Key highlights since joining the automotive brand include a challenging debut project – delivering the much-lauded Hyundai FanDome, a world-first 360° screening experience for UEFA Euro 2016 supported by an integrated campaign that achieved a unique reach of more than 38 million.
Jacques was also responsible for the management of the Hyundai Mercury Prize title sponsorship and its supporting campaign, which exceeded the Prize’s own social reach by more than 600%, plus Hyundai’s pioneering partnership with the annual Stand Up To Cancer campaign, which launched a fundraising first Contactless Car built to take donations via contactless devices and smartphones.
The successful social reach of the activations highlights Jacques' core belief that social is the most powerful media platform available to marketers when it comes to making connections.
"Connections go both ways and social-media platforms are first and foremost about engagement. They provide a forum for interaction," she explains. "A good marketing campaign should be a conversation-starter and inevitably this conversation lives on social media. From a sponsorship/partnership marketing perspective, my campaigns aim to engage with consumers around their passion points, so social media is always a core media platform and the foundation of any campaign plan."
The shift in allocating marketing budgets to digital channels to better engage consumers is not without its challenges, however, as Jacques describes the difficulty in assessing the impressive stats and distilling the huge numbers down to considered, meaningful impact. For example: "Did the customer intend to click through, or did our ad intrude into their browsing and they clicked out of the destination site within seconds?"
She adds: "Brands and agencies both have their parts to play in improving how we approach and measure success of digital channels. Agencies should not be afraid of suggesting new KPIs that, while lower in volume, might provide better scrutiny of the activity they are recommending. Likewise, brands shouldn’t be afraid to report back seemingly lower numbers if they show a clearer picture of what a campaign has actually achieved."

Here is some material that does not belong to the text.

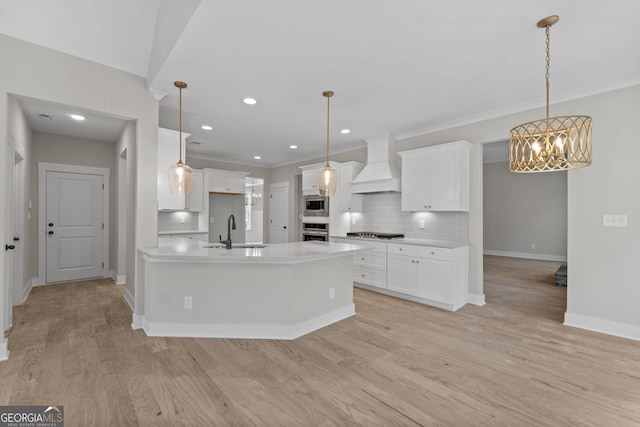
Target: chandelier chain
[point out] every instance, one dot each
(548, 60)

Jacques' new team of brand-experience specialists have a dynamic 2018 in the offing, with a bustling calendar of both continued partnerships and new activations in the pipeline. Some of the brand’s existing partnerships are under development – it is the third year of the Hyundai Mercury Prize, and the team will continue to develop the content for the audience and "make it more accessible through the Find Your Rhythm campaign".
Then there is the brand’s work with the NFL, kicking off with new content around February's Super Bowl and then resuming in October when the games come to London, with the Regent Street takeover and tailgate parties at the stadia. Jacques would have reason to be optimistic about a shift toward experiential marketing, as Hyundai has certainly introduced a vibrant calendar of brand experiences, and she is a keen advocate for the power of live.
"In my experience, experiential activity is [more] often considered to be focused around brand consideration than preference or awareness, which underplays its scope," she says. "Disruptive brand experiences can create huge PR moments. They get people talking on social and provide a forum that enables the consumer to interact with the brand on a much more personal and relevant level. In a crowded media market, a great brand experience can deliver meaningful connections, get a brand on consumers’ radars and, eventually, change behaviour. On some occasions that is still a hard sell."
Nonetheless, with new activations relating to Hyundai’s N sub-brand at the planning stage, designed to get consumers interacting with the new model through a programme of experiences, it is a sell that Jacques appears to be winning convincingly.